The course goes beyond demos and into production-ready AI engineering. You’ll learn how to design systems that are reliable and safe, including how to implement evaluation pipelines using LLM-as-a-judge, create test-driven AI workflows, and add guardrails to prevent hallucinations and enforce output quality. You’ll also explore observability, logging, and performance optimization so your systems can scale beyond experiments.
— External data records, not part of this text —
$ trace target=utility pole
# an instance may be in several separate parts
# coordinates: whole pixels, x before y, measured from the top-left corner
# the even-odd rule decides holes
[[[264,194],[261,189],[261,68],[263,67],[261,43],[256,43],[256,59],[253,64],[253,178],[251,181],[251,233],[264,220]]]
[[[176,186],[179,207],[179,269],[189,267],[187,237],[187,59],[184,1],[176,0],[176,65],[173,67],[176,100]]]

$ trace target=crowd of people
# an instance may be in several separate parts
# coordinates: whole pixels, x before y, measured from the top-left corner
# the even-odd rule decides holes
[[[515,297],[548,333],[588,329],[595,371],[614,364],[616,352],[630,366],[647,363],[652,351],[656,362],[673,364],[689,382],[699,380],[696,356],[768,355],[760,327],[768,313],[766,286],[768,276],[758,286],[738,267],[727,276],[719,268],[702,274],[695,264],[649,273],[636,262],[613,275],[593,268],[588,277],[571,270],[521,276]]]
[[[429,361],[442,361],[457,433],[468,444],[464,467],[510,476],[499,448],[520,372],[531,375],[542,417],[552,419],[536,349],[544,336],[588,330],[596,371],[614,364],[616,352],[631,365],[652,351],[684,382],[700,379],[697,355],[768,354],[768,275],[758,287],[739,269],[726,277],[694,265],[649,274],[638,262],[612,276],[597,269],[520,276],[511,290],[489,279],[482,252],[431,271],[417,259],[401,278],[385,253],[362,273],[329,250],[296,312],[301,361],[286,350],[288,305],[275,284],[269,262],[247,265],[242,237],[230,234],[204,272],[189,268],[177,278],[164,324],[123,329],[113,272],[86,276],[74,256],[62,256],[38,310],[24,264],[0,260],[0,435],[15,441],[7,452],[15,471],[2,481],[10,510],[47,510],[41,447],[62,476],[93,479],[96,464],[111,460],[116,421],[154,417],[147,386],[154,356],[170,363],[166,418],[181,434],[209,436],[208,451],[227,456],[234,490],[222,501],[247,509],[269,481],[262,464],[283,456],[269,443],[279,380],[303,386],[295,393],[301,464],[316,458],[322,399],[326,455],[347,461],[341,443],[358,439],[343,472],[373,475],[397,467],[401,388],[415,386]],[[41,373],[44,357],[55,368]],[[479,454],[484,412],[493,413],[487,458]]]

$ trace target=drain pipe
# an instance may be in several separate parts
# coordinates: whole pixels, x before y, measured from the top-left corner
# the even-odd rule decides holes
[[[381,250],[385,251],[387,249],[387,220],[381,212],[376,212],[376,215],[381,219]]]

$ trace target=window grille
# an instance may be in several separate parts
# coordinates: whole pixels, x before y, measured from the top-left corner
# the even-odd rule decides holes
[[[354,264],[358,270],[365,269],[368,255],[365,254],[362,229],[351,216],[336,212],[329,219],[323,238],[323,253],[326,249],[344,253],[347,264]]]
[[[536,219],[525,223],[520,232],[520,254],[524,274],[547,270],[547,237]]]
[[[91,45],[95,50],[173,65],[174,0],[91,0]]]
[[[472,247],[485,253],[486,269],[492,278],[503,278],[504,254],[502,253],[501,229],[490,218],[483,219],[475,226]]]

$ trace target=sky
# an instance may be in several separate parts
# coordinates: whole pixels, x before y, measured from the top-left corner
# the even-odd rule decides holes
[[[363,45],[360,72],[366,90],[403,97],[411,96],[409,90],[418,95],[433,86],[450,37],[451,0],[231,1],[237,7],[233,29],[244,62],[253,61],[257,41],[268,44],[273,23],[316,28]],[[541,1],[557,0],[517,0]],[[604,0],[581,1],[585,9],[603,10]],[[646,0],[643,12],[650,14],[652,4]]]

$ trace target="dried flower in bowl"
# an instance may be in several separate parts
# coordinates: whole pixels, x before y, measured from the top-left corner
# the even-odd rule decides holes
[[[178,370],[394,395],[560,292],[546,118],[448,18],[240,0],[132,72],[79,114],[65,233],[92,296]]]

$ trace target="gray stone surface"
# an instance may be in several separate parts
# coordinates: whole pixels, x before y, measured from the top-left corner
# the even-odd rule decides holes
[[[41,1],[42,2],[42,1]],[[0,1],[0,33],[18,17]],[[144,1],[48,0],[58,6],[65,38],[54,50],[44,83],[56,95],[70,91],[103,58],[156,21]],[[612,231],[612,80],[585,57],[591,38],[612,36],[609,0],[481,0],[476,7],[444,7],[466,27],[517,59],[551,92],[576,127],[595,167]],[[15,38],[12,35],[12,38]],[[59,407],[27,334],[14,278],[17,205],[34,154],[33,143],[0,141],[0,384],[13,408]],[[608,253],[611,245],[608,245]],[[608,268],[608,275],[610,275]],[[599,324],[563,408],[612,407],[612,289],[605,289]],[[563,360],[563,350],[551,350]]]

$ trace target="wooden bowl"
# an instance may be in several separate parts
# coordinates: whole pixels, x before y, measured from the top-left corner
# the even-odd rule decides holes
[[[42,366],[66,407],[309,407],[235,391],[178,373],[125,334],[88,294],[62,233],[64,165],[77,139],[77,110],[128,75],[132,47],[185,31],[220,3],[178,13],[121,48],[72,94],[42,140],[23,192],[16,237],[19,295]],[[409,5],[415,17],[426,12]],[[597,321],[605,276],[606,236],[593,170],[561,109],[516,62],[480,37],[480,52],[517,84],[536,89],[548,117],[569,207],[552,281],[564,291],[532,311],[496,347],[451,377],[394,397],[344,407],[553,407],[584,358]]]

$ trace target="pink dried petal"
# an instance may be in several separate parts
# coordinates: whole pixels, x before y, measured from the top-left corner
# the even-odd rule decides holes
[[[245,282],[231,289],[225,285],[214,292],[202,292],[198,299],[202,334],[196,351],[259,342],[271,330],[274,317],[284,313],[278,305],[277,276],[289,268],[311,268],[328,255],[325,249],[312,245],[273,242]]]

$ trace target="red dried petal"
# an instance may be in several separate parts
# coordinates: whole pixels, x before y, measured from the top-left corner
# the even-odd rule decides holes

Throughout the course, you’ll complete hands-on labs where you build real systems, including:
A Claude-powered coding assistant
A GitHub pull request generator
A bug-fixing agent with tool usage
A documentation automation system
Finally, you’ll bring everything together in a capstone project, where you design and build a complete AI coding system from scratch. You’ll define a real developer problem, build an agent that generates and tests code, integrate evaluation and guardrails, and present your system with architecture, demo, and business impact. This becomes a portfolio-ready project that demonstrates true AI engineering capability.
This course is designed for developers who want to move beyond tutorials and build real AI systems that deliver value. By the end, you won’t just know how to use AI—you’ll know how to engineer it into your workflow, your products, and your career.